Identity theft is on the rise. It is only a matter of time before you or someone you know will be directly affected by this crime. How will you handle ID theft if it happens to you? We don’t have to be willing victims of this crime. With a little education and some preventive measures we can each help minimize our own risk.
So first, what is identity theft? In simple terms, identity theft can be defined as obtaining an individuals personal information to be used for some sort of abuse or deception. For many people identity theft is thought of as being related to a work or financial abuse such as using another persons social security number to obtain a job or using another person’s credit card for a purchase. These are not the only situations where identity theft occurs.
There are several classifications of identity theft, and different organizations have their own classifications. In order to make this topic simple for everyone, I have broken down identity theft into three distinct classes. Depending on what research you do, you will likely find other classifications as well.
The loss of your personal identification, that is your social security number or drivers license information, is one that has implications in all other areas of identification theft.
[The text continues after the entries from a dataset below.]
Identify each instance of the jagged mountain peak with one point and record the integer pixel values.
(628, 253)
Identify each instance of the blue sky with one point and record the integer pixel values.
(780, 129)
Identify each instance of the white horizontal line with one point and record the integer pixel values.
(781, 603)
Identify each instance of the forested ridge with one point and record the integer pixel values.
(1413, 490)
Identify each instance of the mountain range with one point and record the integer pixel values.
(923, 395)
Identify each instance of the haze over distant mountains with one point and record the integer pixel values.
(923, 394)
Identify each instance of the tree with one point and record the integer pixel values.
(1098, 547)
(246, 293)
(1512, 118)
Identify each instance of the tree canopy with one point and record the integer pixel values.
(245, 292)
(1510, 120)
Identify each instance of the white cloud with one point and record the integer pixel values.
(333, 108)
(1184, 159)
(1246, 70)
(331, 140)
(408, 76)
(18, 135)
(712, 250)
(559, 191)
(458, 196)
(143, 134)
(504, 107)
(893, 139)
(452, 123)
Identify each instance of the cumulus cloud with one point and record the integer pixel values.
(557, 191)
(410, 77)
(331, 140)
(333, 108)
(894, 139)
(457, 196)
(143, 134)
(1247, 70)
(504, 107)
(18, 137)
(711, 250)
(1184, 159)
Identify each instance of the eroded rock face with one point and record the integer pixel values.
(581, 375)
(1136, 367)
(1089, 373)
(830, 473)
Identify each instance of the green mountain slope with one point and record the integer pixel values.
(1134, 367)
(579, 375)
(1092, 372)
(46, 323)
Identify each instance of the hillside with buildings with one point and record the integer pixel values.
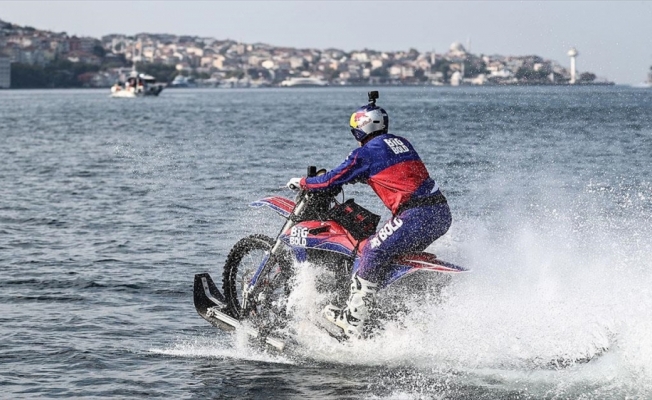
(40, 58)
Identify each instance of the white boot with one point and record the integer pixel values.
(351, 319)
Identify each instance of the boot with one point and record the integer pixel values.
(351, 319)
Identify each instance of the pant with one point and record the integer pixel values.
(412, 230)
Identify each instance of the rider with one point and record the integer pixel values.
(420, 214)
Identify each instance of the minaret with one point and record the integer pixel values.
(572, 53)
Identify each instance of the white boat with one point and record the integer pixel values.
(307, 81)
(137, 85)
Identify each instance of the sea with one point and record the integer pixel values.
(109, 207)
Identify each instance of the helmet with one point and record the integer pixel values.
(368, 120)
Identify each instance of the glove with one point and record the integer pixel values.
(294, 184)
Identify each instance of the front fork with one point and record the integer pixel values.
(253, 292)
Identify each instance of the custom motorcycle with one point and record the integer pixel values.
(319, 229)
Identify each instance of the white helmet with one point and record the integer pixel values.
(368, 120)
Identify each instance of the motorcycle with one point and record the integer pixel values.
(259, 270)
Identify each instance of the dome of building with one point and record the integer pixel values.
(456, 47)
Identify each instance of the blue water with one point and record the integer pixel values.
(110, 206)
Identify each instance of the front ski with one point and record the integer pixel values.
(210, 304)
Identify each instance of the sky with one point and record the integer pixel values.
(614, 39)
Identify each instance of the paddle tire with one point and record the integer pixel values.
(241, 264)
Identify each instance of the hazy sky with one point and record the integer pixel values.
(614, 39)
There are many reasons someone would want to have your social security number: work eligibility, opening a bank account, or obtaining utility services just to name a few. In these situations the use of someone’s social security number often goes unnoticed because the owner sees no real harm; that is until some event occurs that reveals their information is being used by someone else. These cases are sometimes just a spring board to gaining additional access by taking over your financial account, e-mail services, or medical services.
Identity theft, which I classify as financial in nature, is one where criminals obtain your credit card number, checking account number, or some other financial related account for the purpose of making purchases under your name. The financial impact by the theft of our identity can be significant. Individuals typically notice this form of identity theft immediately because large debts have been accumulated over a short period of time. The first sign that we are in trouble with financial identity theft is when we receive our credit card bill in the mail and find it has reached its limit.
Medical identity theft is far the worst of the three types of identity theft noted here. This type of theft could have life and death consequences. Should your medical identity be stolen and you are later admitted to the hospital, you could potentially be treated incorrectly with the wrong medication. Because of the serious nature of medical identity theft, it is important that everyone knows what is on their medical records and periodically verifies the information.